When a notable musician has died, the next aired program will often feature mostly or only that artist's work during the music segments. People so featured have included George Harrison, Ray Charles, Oscar Brown Jr., Blossom Dearie, Les Paul, Robert Kirby, Gerry Rafferty, Jerry Ragovoy, B.B. King, and Prince.

==Segment theme music==
- The show opens with an archival recording of Ben Grauer saying "Here it is". For years, this was followed by Shearer saying, "From deep inside your radio..." over a fragment of classical music (Wolfgang Amadeus Mozart's Eine kleine Nachtmusik, 4th movement), a parody of the American Public Radio/Public Radio International/Minnesota Public Radio intro featuring the Brandenburg Concerto No. 6, 3rd movement by Bach. The opener was modified starting with December 13, 2015 episode with Shearer saying "From deep inside your audio device of choice..." over a fragment of contemporary electronic music.

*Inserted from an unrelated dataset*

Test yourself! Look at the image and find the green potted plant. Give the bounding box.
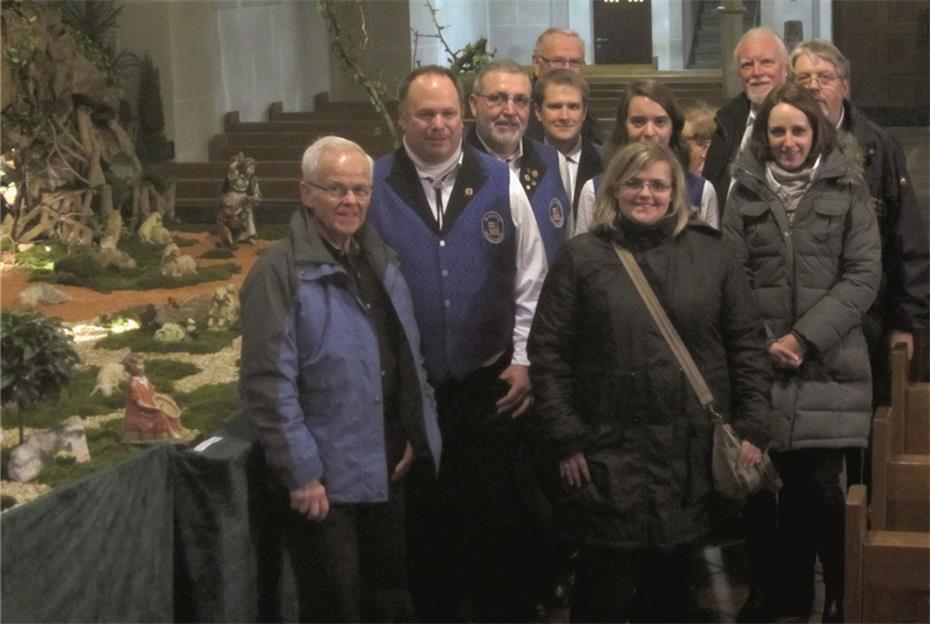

- A looped sample of "Uncle Albert/Admiral Halsey" by Paul McCartney is used for "Apologies of the Week", with emphasis on McCartney saying "sorry".
- Glenn Yarbrough singing the Rod McKuen song "Listen to the Warm" is used for "News of the Warm".

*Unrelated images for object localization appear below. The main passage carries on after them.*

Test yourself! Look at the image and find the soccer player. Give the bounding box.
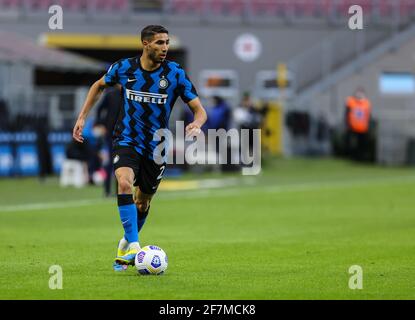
[72,25,207,271]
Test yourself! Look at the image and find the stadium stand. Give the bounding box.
[1,0,415,171]
[0,0,129,12]
[0,0,415,21]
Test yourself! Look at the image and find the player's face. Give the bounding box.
[145,33,169,63]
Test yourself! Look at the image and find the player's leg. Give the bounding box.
[134,187,154,237]
[113,166,141,267]
[132,158,165,240]
[116,167,138,243]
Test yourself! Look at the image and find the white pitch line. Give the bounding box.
[0,198,113,213]
[0,175,414,212]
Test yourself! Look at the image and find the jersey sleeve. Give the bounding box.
[104,60,121,86]
[177,67,198,103]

- Joe Satriani playing "Summer Song" (from the album The Extremist) is the theme for "(Inside) Extra Access Tonight"
- The Beatles instrumental "Flying" (from the album Magical Mystery Tour) is the theme for "Tales of Airport Security"
- The segments "F is for FEMA", "Los Angeles Dog Trainer Corrections", "Let's Get Scared", "News from the Digital Wonderland", "News of Inspectors General" and "Clean, Safe, Too Cheap to Meter" use original music recorded and sung by Shearer.
- "Clintonsomething" uses the original theme music from the TV series thirtysomething.
- "The Trades" uses "Rut" by Carla Bley, from the CD "Nightglo" on ECM
- "News of Transparency" uses a Shearer produced version of another Beatles song I'm Looking Through You
- "News of Clowns" at first used an instrumental version of Be a Clown, but switched to The Tears of a Clown by Smokey Robinson & The Miracles (from the album Make It Happen)

==Criticism==
On July 2, 2006, Wisconsin Public Radio cancelled Le Show as part of a revamp of the network's programming. On the July 16 edition of the program, Shearer claimed WPR was "displeased with the political content of the broadcast". WPR Director of Radio Phil Corriveau told the Milwaukee Journal Sentinel that the program's political content was a minor factor and the decision had to do with Le Shows consistency: "I think he's brilliant. But I think if you listen to the show, they can be brilliant, or they can really ramble on."